Back in 1989, as the ultra-hawkish secretary of defense, Cheney explained the multiple deferments that exempted him from Vietnam service (and may have inspired the birth of his first child) with a casual quip: "I had other priorities in the '60s than military service." During his televised debate with Lieberman on "Meet the Press" in October 2000, he ludicrously boasted that "the government had absolutely nothing to do with" the millions of dollars he accumulated as chief executive of Halliburton. His litany of alarmist statements about Iraq's awesome arsenal and terrorist ties was so replete with falsehood that CIA director George Tenet could not avoid rebuking him publicly.
Thanks to his status as a longtime Washington insider, Cheney has enjoyed a degree of immunity from the national press corps. That could change soon if his sole role in this campaign is to dismantle the character and credentials of Kerry -- whose own record of public and military service contrasts so starkly with his. Aside from nonsense about Boston and Botox, the Republican assault on Kerry has revolved around his alleged softness concerning matters of national security. Both Cheney and Bush have articulated this spin. But in fact, the same accusations could be turned back on the vice president very easily.

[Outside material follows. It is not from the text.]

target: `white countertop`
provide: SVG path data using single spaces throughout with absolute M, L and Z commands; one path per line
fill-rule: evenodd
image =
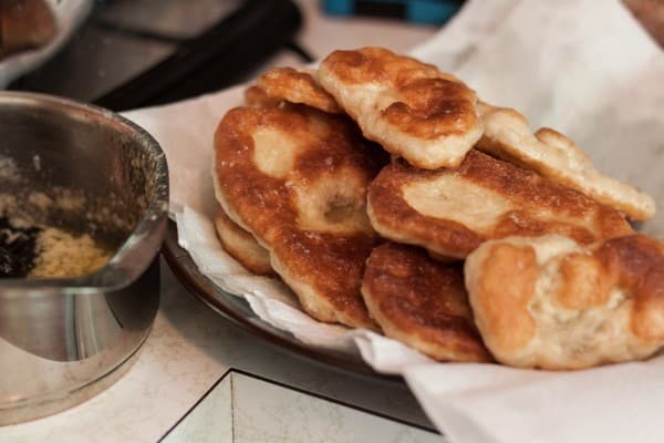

In his speech at the Reagan Library, Cheney insinuated that the likely Democratic nominee would prove "entirely inadequate" in the fight against international terrorism, because he supposedly doesn't realize that we are "at war" with al-Qaida. In fact, Cheney himself is deeply vulnerable on this very point, if the Democrats have the courage to mention what he did -- or, more important, didn't do -- in the months before Sept. 11, 2001.

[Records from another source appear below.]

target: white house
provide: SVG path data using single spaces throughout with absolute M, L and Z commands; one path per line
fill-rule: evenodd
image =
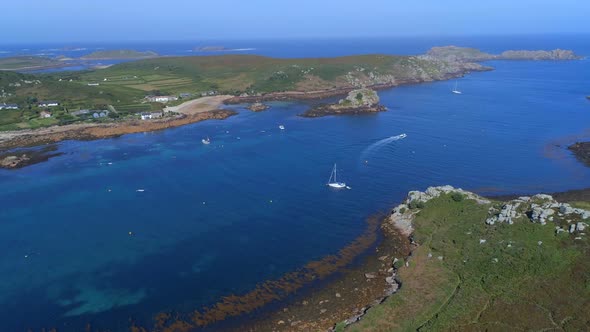
M 148 96 L 146 98 L 152 103 L 167 103 L 169 101 L 178 100 L 178 97 L 176 96 Z
M 0 110 L 17 110 L 18 109 L 18 105 L 17 104 L 0 104 Z
M 55 107 L 55 106 L 59 106 L 59 103 L 57 101 L 40 101 L 39 102 L 39 107 Z
M 142 120 L 149 120 L 149 119 L 157 119 L 162 117 L 162 112 L 153 112 L 153 113 L 141 113 Z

It was Cheney who dismissed the warnings of truly imminent danger from the previous administration's national security officials. It was Cheney who ignored the years of painstaking work by the Hart-Rudman Commission, insisting that he would chair his own anti-terror task force. It was Cheney who failed to act on that pledge between May 2001, when the president announced that he would head the administration's counterterror effort, and September, when catastrophe struck. No wonder he tried to bully the Congress into abandoning any investigation of 9/11.
Cheney's speech mocked Kerry's alleged "consistency" in opposing new military weapons systems. Aside from the fact that this argument conflates opposition to specific weapons with votes in broader budgetary debates, Cheney is guilty of hypocrisy here too -- as Democrats can demonstrate if they confront him. His speech specifically named "the Apache helicopter," among other systems. Yet as defense secretary, he presided over substantial cuts to precisely the kinds of weapons systems he now chides the Massachusetts senator for opposing -- including the Apache.
Indeed, Cheney killed several major weapons systems in those days -- including the Navy's a-12 Stealth fighter and the F-14D Tomcat fighter -- sometimes against the fervent recommendations of the armed services chiefs. He cut total troop strength by a half-million and closed more than three dozen military bases. He built far fewer Stealth bombers than the Air Force had wanted and cut back the production of armored tanks. His final budget in 1992 proposed a five year, $50 billion reduction in total defense expenditures. In the argot of GOP propaganda, that can be made to sound like surrender.
At the time, all of those decisions surely seemed responsible to him and others in government. The end of the Cold War called for reductions in the massive military budgets of the Reagan era. But if the Republicans want to start playing patriot games about terror strategies and military spending, then they should find someone else to distort the meaning of votes cast 10 or 20 years ago. Dick Cheney is too vulnerable to make sneering remarks about anyone else's record.